例えば、20代で独身、住居費の負担が比較的軽い方であれば、「将来の時間」という最大の武器を持っています。時間が長いほど複利は効きますから、多少生活水準を抑えてでも投資に厚く回す戦略は合理的です。
一方で、子育て中の30代や40代の方にとっては、教育費や住宅ローンという大きな責任があります。この場合、投資に全振りするのではなく、手元の流動性を確保しながらバランスを取ることが重要になります。
「不安が減る金額」と「今を犠牲にしない納得感」
ここで大切なのは、「不安が減る金額」を見つけることです。月10万円積み立てることで、将来に対する漠然とした恐怖が小さくなるのであれば、その金額は精神的リターンも含めて価値があります。
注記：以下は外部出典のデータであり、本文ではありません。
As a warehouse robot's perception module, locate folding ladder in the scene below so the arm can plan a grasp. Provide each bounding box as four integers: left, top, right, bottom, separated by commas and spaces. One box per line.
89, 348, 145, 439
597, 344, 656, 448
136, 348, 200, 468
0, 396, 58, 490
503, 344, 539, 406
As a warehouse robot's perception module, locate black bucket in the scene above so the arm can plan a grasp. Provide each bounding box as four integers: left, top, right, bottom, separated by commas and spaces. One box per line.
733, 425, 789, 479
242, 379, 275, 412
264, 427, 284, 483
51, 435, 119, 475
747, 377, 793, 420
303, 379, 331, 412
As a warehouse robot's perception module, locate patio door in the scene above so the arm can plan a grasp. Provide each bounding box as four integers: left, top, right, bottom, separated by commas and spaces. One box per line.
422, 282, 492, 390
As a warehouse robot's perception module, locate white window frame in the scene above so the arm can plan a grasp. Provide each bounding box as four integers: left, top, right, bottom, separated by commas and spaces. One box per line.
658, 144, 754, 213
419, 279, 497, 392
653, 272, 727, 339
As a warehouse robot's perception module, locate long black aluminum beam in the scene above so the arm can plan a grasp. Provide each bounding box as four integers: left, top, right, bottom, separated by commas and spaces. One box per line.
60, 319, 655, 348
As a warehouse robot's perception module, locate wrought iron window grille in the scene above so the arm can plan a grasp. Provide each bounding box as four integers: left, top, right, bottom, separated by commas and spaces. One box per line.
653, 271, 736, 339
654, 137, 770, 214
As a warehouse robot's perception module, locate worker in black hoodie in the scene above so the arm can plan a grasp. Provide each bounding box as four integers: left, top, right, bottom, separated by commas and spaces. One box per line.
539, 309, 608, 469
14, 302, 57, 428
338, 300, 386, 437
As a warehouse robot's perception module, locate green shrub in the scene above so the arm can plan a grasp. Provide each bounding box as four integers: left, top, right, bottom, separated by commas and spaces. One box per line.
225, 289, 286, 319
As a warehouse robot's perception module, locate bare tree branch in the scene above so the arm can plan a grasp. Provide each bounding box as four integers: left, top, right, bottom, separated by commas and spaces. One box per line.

しかし、10万円積んだ結果、毎月の生活が窮屈になり、結果として家族との時間や自己投資を削らなければならないのであれば、それは“未来の安心”と引き換えに“今の充実”を手放している状態です。
逆に、「月1万円しか積み立てられない」と落ち込む必要もありません。積立投資の最大の武器は「継続」です。たとえ少額でも、20年、30年と続けることで、複利の力は確実に働きます。そして何より、投資を続けるという習慣そのものが、将来の自分への最大のプレゼントになります。
月1万円でも、月5万円でも、月10万円でも構いません。大切なのは、少額でも未来の自分のために投資をすること。その金額があなたの人生設計と調和していること。そして、相場が荒れたときにも淡々と続けられることなのです。